To begin answering the first question, I initiated a collaboration with monkey neurophysiologist and decision-making expert Prof. Daeyeol Lee of Yale University and Prof. Ueli Rutishauser of Cedars Sinai Medical Center. This has led us to the discovery of bias neurons. These neurons especially influence random decisions even before the decision alternatives are known, and thus before rational deliberation begins, in the monkey prefrontal cortex and basal ganglia. We found both anatomical and functional dissociations between these neurons and neurons that code the decisions of the animal during the deliberation period (Maoz et al., 2013). As this bias activity was a novel computational mechanism, so Prof. Rutishauser and I developed a circuit model that reproduced our results and made additional predictions, which were borne out empirically (Maoz et al., 2013)

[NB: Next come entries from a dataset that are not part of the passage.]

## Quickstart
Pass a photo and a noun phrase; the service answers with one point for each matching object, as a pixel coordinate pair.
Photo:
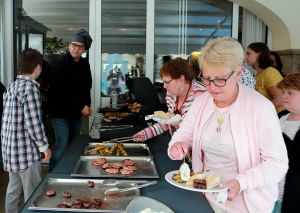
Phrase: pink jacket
(261, 152)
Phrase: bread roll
(163, 114)
(212, 180)
(195, 176)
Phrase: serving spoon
(134, 187)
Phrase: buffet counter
(179, 200)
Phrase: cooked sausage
(61, 205)
(128, 162)
(66, 194)
(51, 193)
(130, 168)
(90, 184)
(112, 170)
(126, 172)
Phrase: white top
(220, 156)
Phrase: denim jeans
(65, 130)
(26, 180)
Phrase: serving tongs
(134, 187)
(97, 115)
(116, 127)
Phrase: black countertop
(179, 200)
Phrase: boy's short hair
(291, 81)
(28, 60)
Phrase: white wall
(281, 17)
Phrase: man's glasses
(219, 82)
(77, 46)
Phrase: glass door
(123, 43)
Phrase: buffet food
(126, 167)
(204, 180)
(105, 150)
(116, 115)
(162, 114)
(135, 107)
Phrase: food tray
(79, 190)
(132, 149)
(95, 128)
(145, 167)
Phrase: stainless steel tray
(132, 149)
(145, 168)
(79, 190)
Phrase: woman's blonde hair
(223, 51)
(291, 81)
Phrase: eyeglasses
(168, 82)
(219, 82)
(77, 46)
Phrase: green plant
(54, 45)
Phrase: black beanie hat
(84, 37)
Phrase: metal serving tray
(145, 167)
(132, 149)
(79, 190)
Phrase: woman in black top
(290, 125)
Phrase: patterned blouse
(157, 129)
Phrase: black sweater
(293, 149)
(69, 87)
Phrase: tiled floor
(3, 185)
(4, 175)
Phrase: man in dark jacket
(69, 93)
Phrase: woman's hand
(178, 150)
(234, 188)
(86, 111)
(139, 137)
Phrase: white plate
(169, 175)
(141, 203)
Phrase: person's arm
(275, 96)
(33, 120)
(273, 162)
(272, 77)
(186, 129)
(110, 75)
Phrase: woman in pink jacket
(234, 132)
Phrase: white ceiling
(124, 21)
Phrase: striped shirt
(22, 133)
(157, 129)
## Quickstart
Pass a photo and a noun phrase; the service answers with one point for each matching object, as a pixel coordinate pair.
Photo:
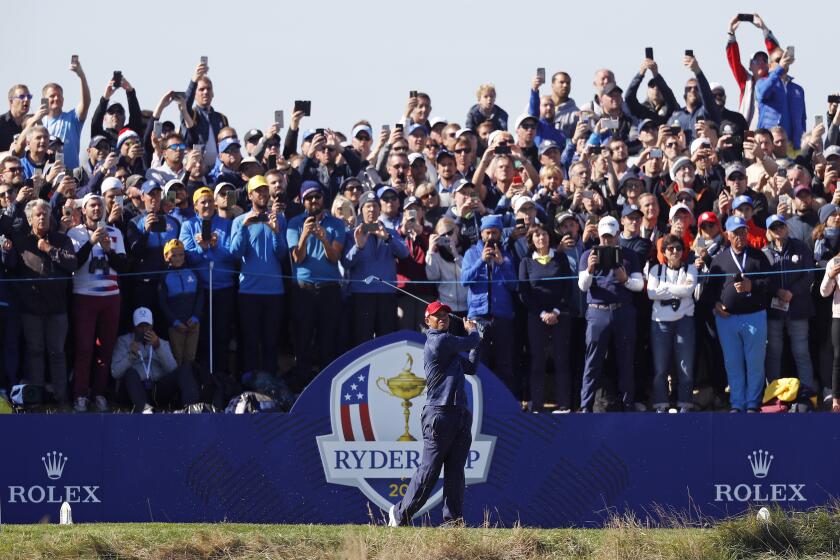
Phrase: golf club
(369, 280)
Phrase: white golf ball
(763, 515)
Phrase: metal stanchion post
(210, 326)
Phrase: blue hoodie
(261, 252)
(376, 258)
(488, 297)
(220, 254)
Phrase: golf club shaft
(421, 300)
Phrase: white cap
(143, 315)
(111, 183)
(676, 208)
(88, 197)
(521, 200)
(698, 143)
(608, 226)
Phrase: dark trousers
(316, 315)
(259, 319)
(45, 336)
(373, 314)
(604, 327)
(496, 349)
(555, 339)
(96, 321)
(163, 391)
(224, 301)
(446, 443)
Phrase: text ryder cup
(759, 493)
(53, 494)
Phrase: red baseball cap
(707, 217)
(436, 306)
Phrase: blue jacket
(491, 294)
(376, 258)
(545, 130)
(781, 106)
(220, 254)
(475, 117)
(181, 296)
(445, 367)
(260, 251)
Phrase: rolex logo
(54, 463)
(760, 462)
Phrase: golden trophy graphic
(406, 386)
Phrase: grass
(813, 534)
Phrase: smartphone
(305, 106)
(609, 124)
(206, 231)
(159, 226)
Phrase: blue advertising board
(348, 447)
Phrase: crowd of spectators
(619, 249)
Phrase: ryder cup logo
(376, 440)
(54, 463)
(759, 462)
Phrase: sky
(360, 59)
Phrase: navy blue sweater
(540, 295)
(445, 368)
(723, 287)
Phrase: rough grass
(813, 534)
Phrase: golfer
(446, 418)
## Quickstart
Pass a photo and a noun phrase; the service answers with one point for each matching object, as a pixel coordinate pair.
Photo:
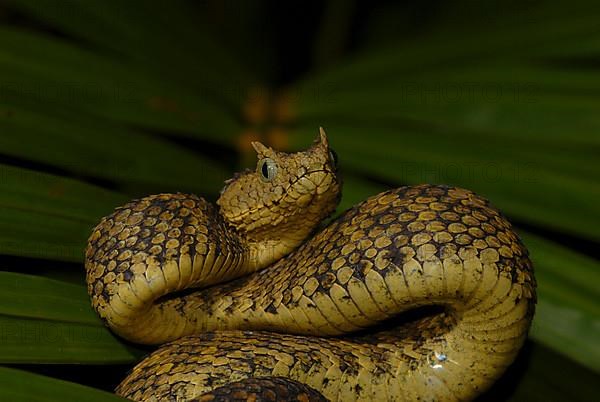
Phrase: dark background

Conclusion: The neural signals captured in the random-decision experiments above may have more to do with predeliberation bias activity than with the actual decision process.

2. Humans have systematic, large errors in reporting decision onset

As for the second question, there is increasing evidence, including from my collaborative work with Dr. Liad Mudrik, Prof. Gideon Yaffe and Prof. Ram Rivlin, that the reported timing of decision onset is systematically biased and inaccurate. It is not even clear that the onsets of our decisions are consciously available to us (if such decision onsets are even distinguishable neural events; Maoz et al., forthcoming). 

Conclusion: It may be best to stop using the timing of the subjective reporting of the decision onset as a measure for actual decision onset.

3. Deliberate & random decisions appear to rely on divergent neural processes

Investigating the third question, my research with Dr. Liad Mudrik shows that the early neural signals correlated with the selected action for random decisions do not replicate for deliberate decisions. Instead, such correlated signals appear to be finalized only very close to movement onset for deliberate decisions (Mudrik, Maoz, et al., In preparation)

Conclusion: The results identifying early neural signals correlated with the decision in random decisions do not seem to generalize to deliberate decisions.

4. Early, predictive signals so far not found for deliberate decisions

To make progress with the forth question, I have been collaborating with neurosurgeon Prof. Adam Mamelak and neurologist Prof. Jeffrey Chung at Cedars Sinai Medical Center and with neurosurgeon Prof. Ian Ross of Huntington Memorial Hospital. They granted me rare and unique access to epilepsy patients who were implanted with intracortical electrodes as part of their clinical presurgical evaluation. I was therefore able to record local-field potentials and single-neuron activity directly from the human brain. I have now had the good fortune to have worked with about 20 such patients on various tasks related to decision making and consciousness. This has, among other things, enabled me to develop a first-of-its-kind online, real-time system for action prediction in a competitive environment. Using this system, we were able to show, for the first time, that action contents can be decoded from brain activity before action onset online and in real time (Maoz et al., 2012). Additional results, focusing on the neural dynamics of decision processes, are now being prepared for publication (Maoz et al., in preparation). But, so far, neither we nor others have been able to demonstrate the predictability of action contents before the onset of deliberate decisions online and in real time. We think that this is because such deliberate decisions are not strongly influenced by the bias activity we measured in the monkeys above, on the one hand, and is finalized only very close to the moment subjects become aware of them, as discussed above, on the other hand. 

Conclusion: The early predictive neural signals characteristic of random decisions have so far not been found for deliberate decisions.


Overall conclusion: Neuroscience has not proved free will to be an illusion

Given the state of the overall empirical evidence gathered so far, drawing strong conclusions against a role for consciousness in decision making appear too hasty.